There’s a race to the bottom for prices on the App Store, and many developers (myself included) don’t like it. Some developers wonder if Apple could have stopped it. Others think the free and paid apps are different markets. Despite my respect for Charles, Daniel and Joe (with whom I’ve been arguing about this on twitter) I don’t think so.

The cause (I believe) of the race to the bottom is the existence of so many popular, quality, free apps, built largely with VC money. When users are given, free of charge, quality apps that took hundreds of thousands (or millions) of dollars to develop, it skews their perceptions of what apps should cost, and that in turn pushes down the price the market will bear.

For example, consider Apple’s iWork Suite for iOS. Each of these apps (Pages, Numbers and Keynote) ostensibly cost $9.99, but are given away with any iPhone, iPad or Mac purchase, so they’re effectively free.

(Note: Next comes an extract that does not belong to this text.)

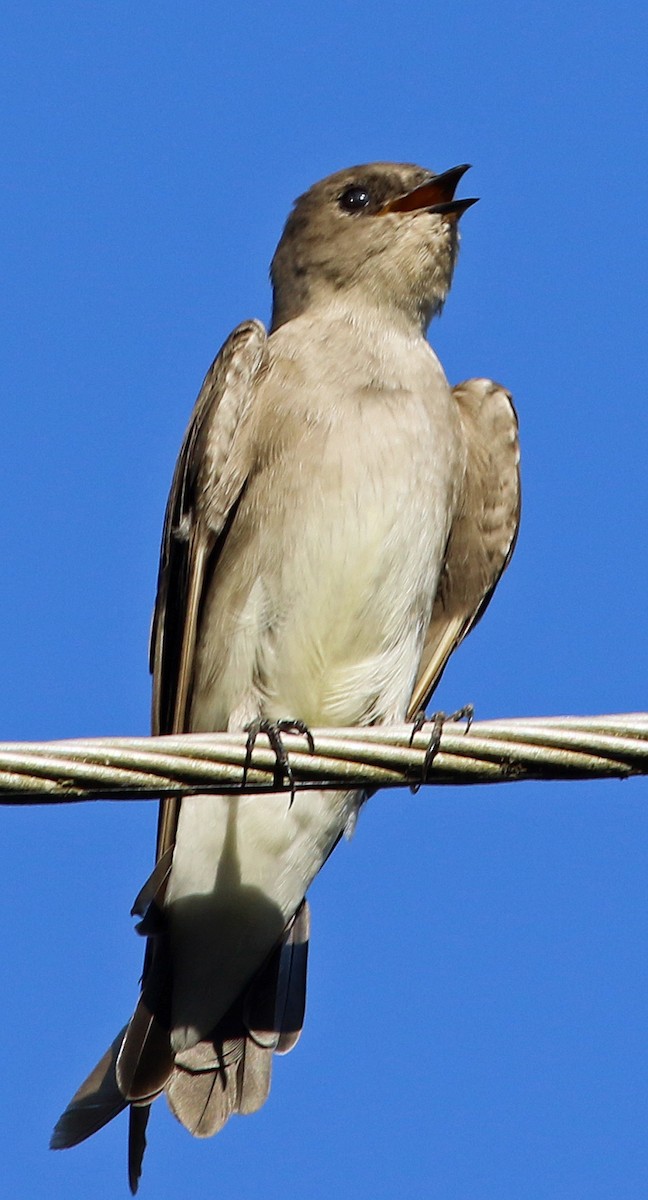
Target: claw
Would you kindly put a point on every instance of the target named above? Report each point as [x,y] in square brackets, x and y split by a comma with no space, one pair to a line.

Why did Apple decide to start giving these apps away? I have no inside knowledge, but I would guess they wanted more iOS device owners to use them. If true, and if too few iOS users had iWork, why would that be? My guess is that the ubiquitous availability of free Google Docs. If Google Docs are free, and integrate with GMail, and are “good enough” to be useful on an iOS device, why would the average user feel the need to pay an extra $29.97 to buy Apple’s version? And if users are using Google Docs for their work, they could get the same experience on an Android device. So (I’m guessing) giving away those apps was an ecosystem differentiator for Apple in a way that selling them wasn’t.

Apple’s choice to give away iWork has consequences to the rest of the App Store. Consider Joe Cieplinski’s app Teleprompt+ 3. It’s a great app, and works well, but someone could decide to make an auto-advancing Keynote presentation as a poor alternative. Such a Keynote-based set up would have less functionality, and would take more effort, but it would be free. This (I argue) affects how much money Teleprompt+ can cost. If the cost is perceived as too high, then a user might switch to the inferior (but free) alternative. If the alternatives like auto-advancing Keynote all started at $10, Teleprompt+ could probably get away with charging a lot more.

Not every paid app has such a close free alternative, of course. But users seemingly only use a few apps each, which means every app can be thought of as being in competition with every other app for the attention (and home screen location) of the user. The presence of so many high-quality, free apps that aren’t trying to generate direct revenue makes life harder for those developers who need to make money from their apps directly.

Regardless, I think Apple did the right thing here. I, as both an app developer and app user, want more users of mobile apps, and I want users to expect high standards for mobile app development. Having people settling for inferior web-based user experiences doesn’t help me (or Apple) at all. If making iWork free is what it takes for that to happen, then I’ll deal with the fallout.